Hideki Furuya, Yoshiko Shimizu, Paulette M. Tamashiro, Kayoko Iino, Jacek Bielawski, Owen T. M. Chan, Ian Pagano, Toshihiko Kawamori

Accumulating evidence suggests that sphingosine kinase 1 (SphK1)/sphingosine 1-phosphate pathway plays a pivotal role in colon carcinogenesis. To further support the evidence, we investigated the effects of SphK1 using three separate animal models: SphK1 knockout mice, SphK1 overexpressing transgenic mice, and SphK1 overexpression in human colon cancer xenografts.
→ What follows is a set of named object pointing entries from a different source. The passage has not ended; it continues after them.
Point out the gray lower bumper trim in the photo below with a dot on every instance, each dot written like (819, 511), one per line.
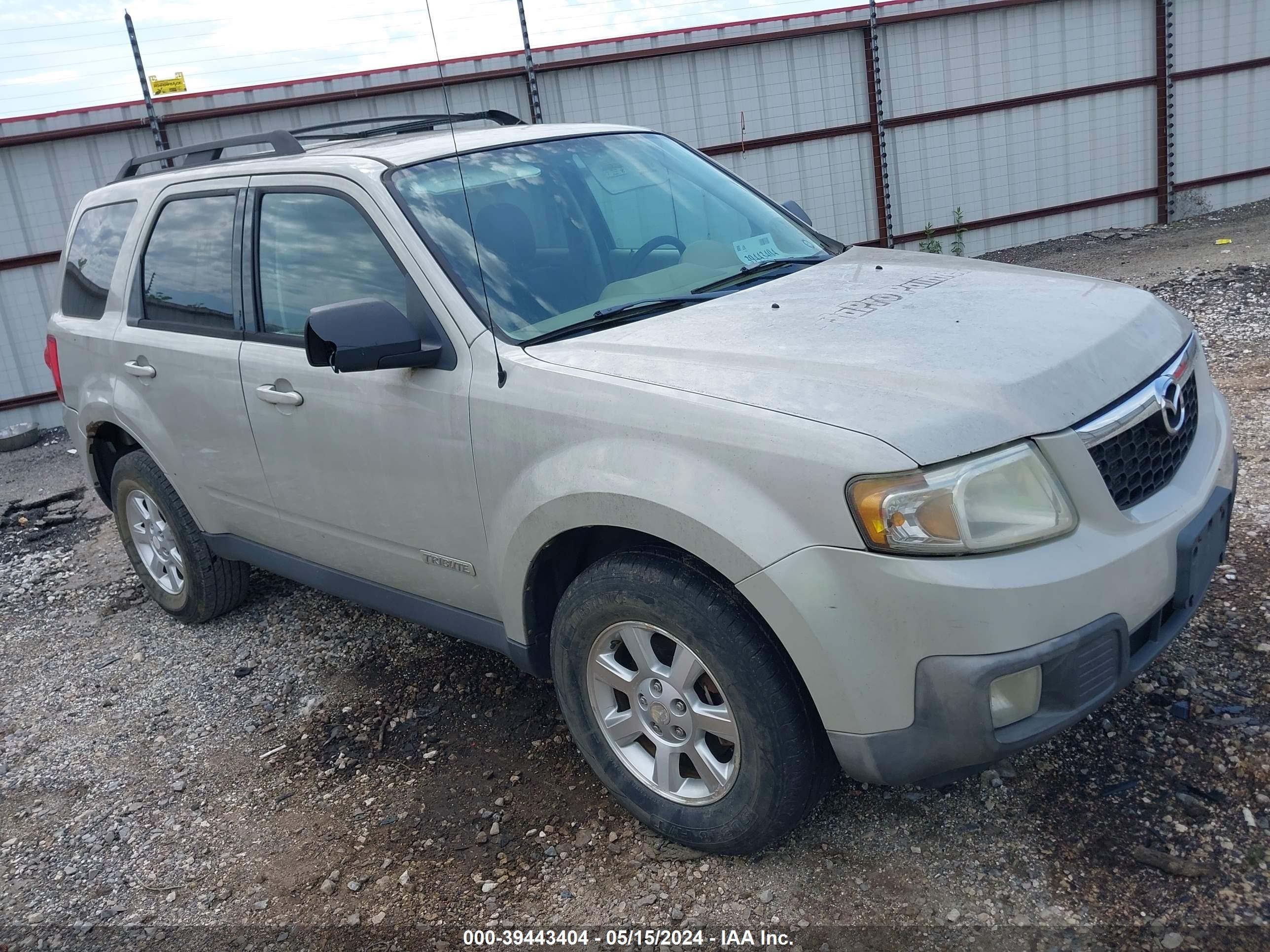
(952, 732)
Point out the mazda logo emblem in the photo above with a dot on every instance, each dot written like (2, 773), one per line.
(1172, 406)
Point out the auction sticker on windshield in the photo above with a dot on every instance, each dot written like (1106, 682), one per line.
(757, 249)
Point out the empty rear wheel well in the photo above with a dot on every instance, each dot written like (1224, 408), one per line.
(107, 444)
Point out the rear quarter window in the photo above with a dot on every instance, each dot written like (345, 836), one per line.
(92, 258)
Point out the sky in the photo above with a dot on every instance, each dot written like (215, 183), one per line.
(73, 54)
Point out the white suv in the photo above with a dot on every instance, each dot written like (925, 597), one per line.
(755, 501)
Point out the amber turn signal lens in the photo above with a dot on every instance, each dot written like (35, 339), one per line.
(868, 498)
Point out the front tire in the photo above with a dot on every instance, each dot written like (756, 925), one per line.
(684, 704)
(166, 547)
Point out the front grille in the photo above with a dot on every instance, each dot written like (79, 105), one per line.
(1139, 462)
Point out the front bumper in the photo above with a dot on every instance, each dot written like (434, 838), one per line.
(892, 649)
(953, 734)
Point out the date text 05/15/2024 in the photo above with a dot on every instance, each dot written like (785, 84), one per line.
(628, 938)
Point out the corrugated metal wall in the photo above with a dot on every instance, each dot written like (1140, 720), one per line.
(1037, 118)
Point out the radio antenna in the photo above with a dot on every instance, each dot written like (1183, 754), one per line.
(471, 224)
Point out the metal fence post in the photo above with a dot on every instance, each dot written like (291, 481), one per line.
(160, 140)
(882, 177)
(1165, 111)
(535, 106)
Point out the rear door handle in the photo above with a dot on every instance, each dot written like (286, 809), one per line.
(287, 398)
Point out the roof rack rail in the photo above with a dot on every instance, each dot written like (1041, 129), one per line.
(206, 153)
(399, 125)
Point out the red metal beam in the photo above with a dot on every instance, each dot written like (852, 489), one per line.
(31, 400)
(1033, 214)
(1161, 113)
(1222, 179)
(955, 10)
(980, 108)
(30, 261)
(876, 129)
(1222, 68)
(340, 96)
(510, 73)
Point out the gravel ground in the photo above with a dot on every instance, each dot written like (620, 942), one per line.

Using azoxymethane (AOM, colon carcinogen), we analyzed colon tumor development in SphK1 KO and SphK1 overexpression in intestinal epithelial cells regulated by a tet-on system. Then, we analyzed subcutaneous tumor growth using xenografts of HT-29 human colon cancer cell. Finally, immunohistochemical analyses for SphK1 and COX-2 were performed on human colon cancer tissue microarray. SphK1 KO mice, compared to wild-type mice, demonstrated a significant inhibition in colon cancer development induced by AOM (58.6% vs. 96.4%, respectively, P < 0.005). Tumor multiplicity (1.00 vs. 1.64 per colon, respectively, P < 0.05) and tumor volume (14.82 mm(3) vs. 29.10 mm(3), P < 0.05) were both significantly reduced in SphK1 KO mice compared to wild-type mice. Next, SphK1 overexpression in HT-29 enhanced tumor growth as compared to GFP control in nude mice (229.5 mm(3) vs. 90.9 mm(3), respectively, P < 0.05). Furthermore, overexpression of SphK1 in intestinal epithelial cells significantly enhances AOM-induced colon tumor formation (P < 0.05). Lastly, SphK1 and COX-2 intensity tended to reduce overall survival of late stage colon cancer patients. SphK1 expression regulates the early stage of colon carcinogenesis and tumor growth, thus inhibition of SphK1 may be an effective strategy for colon cancer chemoprevention.